At the start of 2016, following the sacking of Rafa Benitez, Zidane was appointed first-team manager, since when Los Blancos have won back-to-back Champions League titles during a trophy-laden period for the club.
“I think a big help has been the fact the he has the history of the club at his heart,” says McManaman. “I know he played for other teams prior but he’s lived in Madrid since he retired, he was a superstar at the club and has been heavily involved, whether it was as the sporting director, or assistant manager to Carlo or whether it was manager of the B team so, for me, it was always nailed on that he was going to manage the first team.
“I presume he is a quiet man, who gets his point across,” continues McManaman. “He’s a bit like Del Bosque in that he keeps the whole squad happy, changes the team around at times so everybody’s happy and, more importantly, he’s got the utmost respect of all the players and I think that helps a lot.
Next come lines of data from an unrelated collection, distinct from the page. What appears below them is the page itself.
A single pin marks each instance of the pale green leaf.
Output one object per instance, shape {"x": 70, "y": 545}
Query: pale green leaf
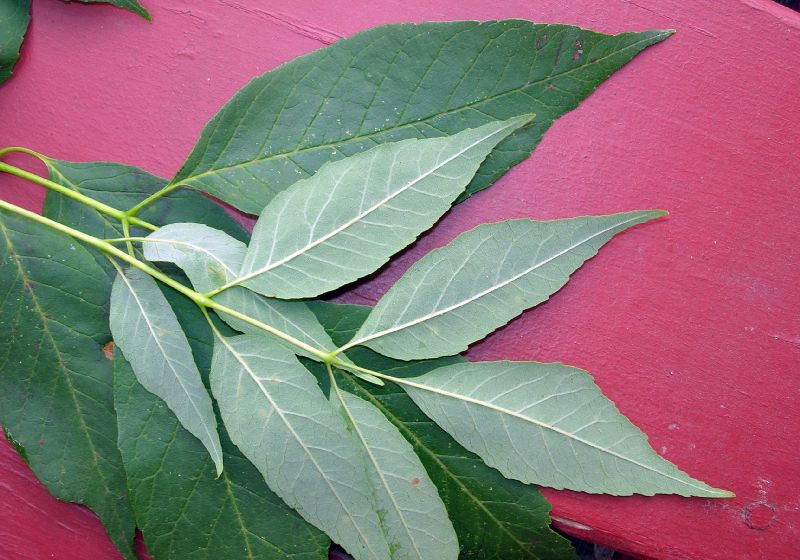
{"x": 14, "y": 18}
{"x": 485, "y": 277}
{"x": 412, "y": 513}
{"x": 348, "y": 219}
{"x": 148, "y": 333}
{"x": 495, "y": 518}
{"x": 276, "y": 414}
{"x": 395, "y": 82}
{"x": 130, "y": 5}
{"x": 548, "y": 424}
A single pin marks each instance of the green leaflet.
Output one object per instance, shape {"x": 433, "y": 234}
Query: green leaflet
{"x": 485, "y": 277}
{"x": 412, "y": 513}
{"x": 124, "y": 186}
{"x": 181, "y": 508}
{"x": 14, "y": 18}
{"x": 400, "y": 81}
{"x": 152, "y": 340}
{"x": 130, "y": 5}
{"x": 353, "y": 214}
{"x": 548, "y": 424}
{"x": 210, "y": 258}
{"x": 495, "y": 518}
{"x": 277, "y": 416}
{"x": 55, "y": 387}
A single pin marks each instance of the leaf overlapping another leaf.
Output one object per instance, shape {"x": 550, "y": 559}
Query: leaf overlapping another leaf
{"x": 55, "y": 387}
{"x": 495, "y": 518}
{"x": 211, "y": 258}
{"x": 148, "y": 333}
{"x": 277, "y": 416}
{"x": 183, "y": 510}
{"x": 395, "y": 82}
{"x": 485, "y": 277}
{"x": 413, "y": 517}
{"x": 548, "y": 424}
{"x": 14, "y": 19}
{"x": 352, "y": 215}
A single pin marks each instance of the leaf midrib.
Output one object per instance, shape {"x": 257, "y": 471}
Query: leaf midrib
{"x": 546, "y": 426}
{"x": 294, "y": 434}
{"x": 432, "y": 116}
{"x": 62, "y": 364}
{"x": 486, "y": 291}
{"x": 378, "y": 469}
{"x": 375, "y": 207}
{"x": 420, "y": 445}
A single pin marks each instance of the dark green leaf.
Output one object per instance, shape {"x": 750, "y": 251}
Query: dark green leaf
{"x": 181, "y": 508}
{"x": 494, "y": 518}
{"x": 130, "y": 5}
{"x": 395, "y": 82}
{"x": 56, "y": 385}
{"x": 14, "y": 18}
{"x": 355, "y": 213}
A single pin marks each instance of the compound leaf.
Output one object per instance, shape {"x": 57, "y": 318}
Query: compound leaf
{"x": 211, "y": 258}
{"x": 485, "y": 277}
{"x": 395, "y": 82}
{"x": 55, "y": 387}
{"x": 278, "y": 417}
{"x": 412, "y": 513}
{"x": 148, "y": 333}
{"x": 548, "y": 424}
{"x": 495, "y": 518}
{"x": 177, "y": 500}
{"x": 348, "y": 219}
{"x": 15, "y": 15}
{"x": 130, "y": 5}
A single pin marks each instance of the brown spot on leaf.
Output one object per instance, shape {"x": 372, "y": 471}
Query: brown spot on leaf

When you are being told ‘do this, do that; I think it would be better like this’ and he’s the one who’s doing it and he’s telling you in the right type of manner, not being condescending, I think it was only a matter of time before he would be a superstar.”
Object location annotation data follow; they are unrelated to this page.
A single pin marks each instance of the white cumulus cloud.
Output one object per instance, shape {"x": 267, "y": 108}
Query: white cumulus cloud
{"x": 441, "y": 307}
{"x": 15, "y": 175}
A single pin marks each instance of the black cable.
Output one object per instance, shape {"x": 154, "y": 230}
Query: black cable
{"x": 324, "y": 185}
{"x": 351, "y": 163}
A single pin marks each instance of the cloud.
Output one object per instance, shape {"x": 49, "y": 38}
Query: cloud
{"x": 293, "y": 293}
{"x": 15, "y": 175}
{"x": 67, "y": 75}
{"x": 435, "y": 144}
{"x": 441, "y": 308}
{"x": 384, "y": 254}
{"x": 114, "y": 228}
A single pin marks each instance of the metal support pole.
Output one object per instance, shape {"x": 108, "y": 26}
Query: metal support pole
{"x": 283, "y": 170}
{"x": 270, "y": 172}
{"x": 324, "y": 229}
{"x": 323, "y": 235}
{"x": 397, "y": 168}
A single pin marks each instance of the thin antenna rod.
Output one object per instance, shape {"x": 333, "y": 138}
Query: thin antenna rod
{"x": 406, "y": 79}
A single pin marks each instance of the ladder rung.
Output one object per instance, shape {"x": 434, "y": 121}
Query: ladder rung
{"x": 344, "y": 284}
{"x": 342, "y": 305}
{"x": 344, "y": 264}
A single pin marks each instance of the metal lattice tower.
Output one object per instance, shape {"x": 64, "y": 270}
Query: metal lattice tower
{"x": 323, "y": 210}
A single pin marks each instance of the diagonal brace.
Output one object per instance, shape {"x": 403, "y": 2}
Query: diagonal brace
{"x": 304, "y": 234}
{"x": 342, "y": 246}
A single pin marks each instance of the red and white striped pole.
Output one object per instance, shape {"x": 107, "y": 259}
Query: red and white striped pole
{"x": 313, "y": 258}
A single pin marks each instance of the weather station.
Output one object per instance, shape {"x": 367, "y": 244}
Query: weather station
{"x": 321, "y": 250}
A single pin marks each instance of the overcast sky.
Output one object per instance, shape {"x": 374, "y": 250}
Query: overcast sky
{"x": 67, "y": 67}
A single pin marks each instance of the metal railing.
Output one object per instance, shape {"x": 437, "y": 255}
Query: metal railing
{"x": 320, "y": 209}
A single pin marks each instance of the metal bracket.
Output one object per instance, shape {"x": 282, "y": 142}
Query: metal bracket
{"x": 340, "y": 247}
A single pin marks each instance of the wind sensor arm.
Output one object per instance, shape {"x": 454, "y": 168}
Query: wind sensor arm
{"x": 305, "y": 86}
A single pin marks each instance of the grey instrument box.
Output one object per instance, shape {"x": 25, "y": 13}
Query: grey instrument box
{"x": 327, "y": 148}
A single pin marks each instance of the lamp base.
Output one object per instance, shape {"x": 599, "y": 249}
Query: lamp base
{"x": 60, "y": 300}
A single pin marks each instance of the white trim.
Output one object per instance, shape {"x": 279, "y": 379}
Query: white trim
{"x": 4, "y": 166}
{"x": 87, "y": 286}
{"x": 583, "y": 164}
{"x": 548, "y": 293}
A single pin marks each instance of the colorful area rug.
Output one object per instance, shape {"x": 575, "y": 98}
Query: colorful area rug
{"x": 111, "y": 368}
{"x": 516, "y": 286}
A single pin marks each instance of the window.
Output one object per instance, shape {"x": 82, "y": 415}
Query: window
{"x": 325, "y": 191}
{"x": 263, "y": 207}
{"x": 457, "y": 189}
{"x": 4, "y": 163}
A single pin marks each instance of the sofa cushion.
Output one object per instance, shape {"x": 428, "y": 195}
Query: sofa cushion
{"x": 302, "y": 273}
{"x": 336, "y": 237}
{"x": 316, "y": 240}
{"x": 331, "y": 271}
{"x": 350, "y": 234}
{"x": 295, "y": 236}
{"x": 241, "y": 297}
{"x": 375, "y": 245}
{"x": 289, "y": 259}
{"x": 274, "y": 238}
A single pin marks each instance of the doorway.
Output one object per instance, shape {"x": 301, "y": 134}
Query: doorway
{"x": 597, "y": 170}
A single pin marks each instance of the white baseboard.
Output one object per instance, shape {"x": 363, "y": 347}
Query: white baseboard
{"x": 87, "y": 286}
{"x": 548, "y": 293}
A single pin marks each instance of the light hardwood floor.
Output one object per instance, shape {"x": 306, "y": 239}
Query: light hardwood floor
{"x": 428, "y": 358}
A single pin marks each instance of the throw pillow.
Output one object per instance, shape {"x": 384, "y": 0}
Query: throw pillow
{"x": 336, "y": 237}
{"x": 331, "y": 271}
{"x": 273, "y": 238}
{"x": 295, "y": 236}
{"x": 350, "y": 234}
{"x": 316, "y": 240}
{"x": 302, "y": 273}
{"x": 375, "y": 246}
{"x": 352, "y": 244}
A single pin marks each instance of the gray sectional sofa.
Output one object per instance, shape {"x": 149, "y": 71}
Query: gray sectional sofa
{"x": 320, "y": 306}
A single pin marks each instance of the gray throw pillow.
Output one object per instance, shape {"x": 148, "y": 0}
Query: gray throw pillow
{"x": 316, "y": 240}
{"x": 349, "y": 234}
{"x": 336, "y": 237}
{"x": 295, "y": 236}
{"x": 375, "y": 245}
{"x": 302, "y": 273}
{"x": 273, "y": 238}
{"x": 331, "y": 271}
McManaman suggests that, such is the quality of Madrid’s squad, it “only needed tinkering a little tiny bit to be back on form.” However, the continuity of having a manager who knows the club so well has been vital.
“I think once they went through the superstar managers like [Jose] Mourinho, [Fabio] Capello, Ancelotti, that group runs out and I think, in the end, you have to have a plan of succession of what we’re going to do when this manager leaves.”
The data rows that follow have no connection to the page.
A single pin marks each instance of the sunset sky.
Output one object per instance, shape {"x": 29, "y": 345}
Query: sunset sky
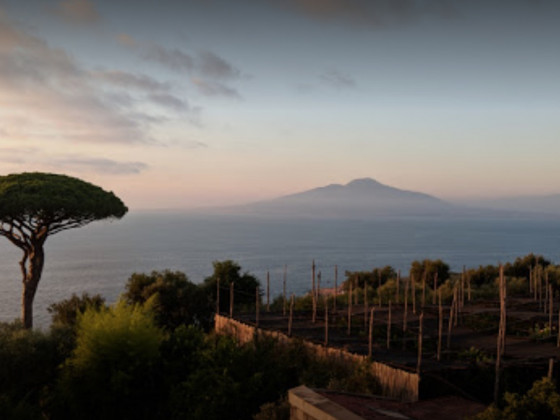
{"x": 188, "y": 103}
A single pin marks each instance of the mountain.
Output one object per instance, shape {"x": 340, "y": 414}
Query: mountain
{"x": 541, "y": 204}
{"x": 359, "y": 199}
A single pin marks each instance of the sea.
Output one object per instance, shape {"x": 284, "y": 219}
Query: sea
{"x": 100, "y": 257}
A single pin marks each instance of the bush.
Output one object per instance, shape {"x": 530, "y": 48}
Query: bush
{"x": 28, "y": 363}
{"x": 113, "y": 371}
{"x": 65, "y": 312}
{"x": 176, "y": 300}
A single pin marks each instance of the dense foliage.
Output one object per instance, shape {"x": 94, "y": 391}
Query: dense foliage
{"x": 227, "y": 272}
{"x": 34, "y": 206}
{"x": 176, "y": 299}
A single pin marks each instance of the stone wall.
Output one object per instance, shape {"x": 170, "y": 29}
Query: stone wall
{"x": 395, "y": 383}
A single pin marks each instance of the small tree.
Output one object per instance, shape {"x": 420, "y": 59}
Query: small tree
{"x": 177, "y": 300}
{"x": 36, "y": 205}
{"x": 229, "y": 271}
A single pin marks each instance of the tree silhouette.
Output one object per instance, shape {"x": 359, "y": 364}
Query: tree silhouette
{"x": 36, "y": 205}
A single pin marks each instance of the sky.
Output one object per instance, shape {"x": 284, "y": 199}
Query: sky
{"x": 180, "y": 104}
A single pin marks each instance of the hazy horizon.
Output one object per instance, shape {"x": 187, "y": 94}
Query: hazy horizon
{"x": 190, "y": 104}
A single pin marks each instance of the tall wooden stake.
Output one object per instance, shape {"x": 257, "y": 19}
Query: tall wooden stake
{"x": 413, "y": 288}
{"x": 558, "y": 330}
{"x": 500, "y": 341}
{"x": 231, "y": 285}
{"x": 405, "y": 310}
{"x": 291, "y": 318}
{"x": 370, "y": 335}
{"x": 350, "y": 292}
{"x": 468, "y": 284}
{"x": 268, "y": 291}
{"x": 284, "y": 279}
{"x": 435, "y": 289}
{"x": 318, "y": 286}
{"x": 463, "y": 289}
{"x": 313, "y": 293}
{"x": 450, "y": 326}
{"x": 420, "y": 338}
{"x": 424, "y": 289}
{"x": 530, "y": 280}
{"x": 218, "y": 296}
{"x": 379, "y": 287}
{"x": 335, "y": 287}
{"x": 550, "y": 308}
{"x": 440, "y": 326}
{"x": 389, "y": 327}
{"x": 326, "y": 320}
{"x": 397, "y": 297}
{"x": 257, "y": 306}
{"x": 366, "y": 311}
Zidane inherited a team full of star names, such as Cristiano Ronaldo, Gareth Bale and Sergio Ramos, but has also been able to integrate younger players into the squad on a more regular basis.
“Isco has been around for a while on the periphery but when he has got into the team, certainly last year he really excelled,” says McManaman. “[Marco] Asensio has always had a good name about him but to break into the team and score the goals he has scored in such a short space of time is amazing, really. Theo Hernandez is going to be good, Dani Ceballos starred for Spain’s Under-21s in the summer so they have gone round hoovering up these kids without paying big money, to complement what they have got.”
A feature of Madrid’s success last season was that it came about despite a reduced role for Ronaldo, now 32, who was rested more frequently. That, says McManaman is testament to Zidane’s managerial style, as well as the depth of quality boasted by the squad overall.
“It helps when you go to Deportivo — and you rest Ronaldo — and Asensio and Isco and everybody plays and you win 6-2! If they lost then Ronaldo plays every single game. As soon as that changes, that’s when the pressure starts to build.”
Until last season, no club had ever claimed back-to-back Champions League titles. Perhaps fittingly, the competition’s most successful team was first to do it and now, as the 2017-18 group stage gets underway, Madrid are chasing an unprecedented third straight triumph. McManaman says they “look the standout team across Europe again” and is among those, who believe they can win it again.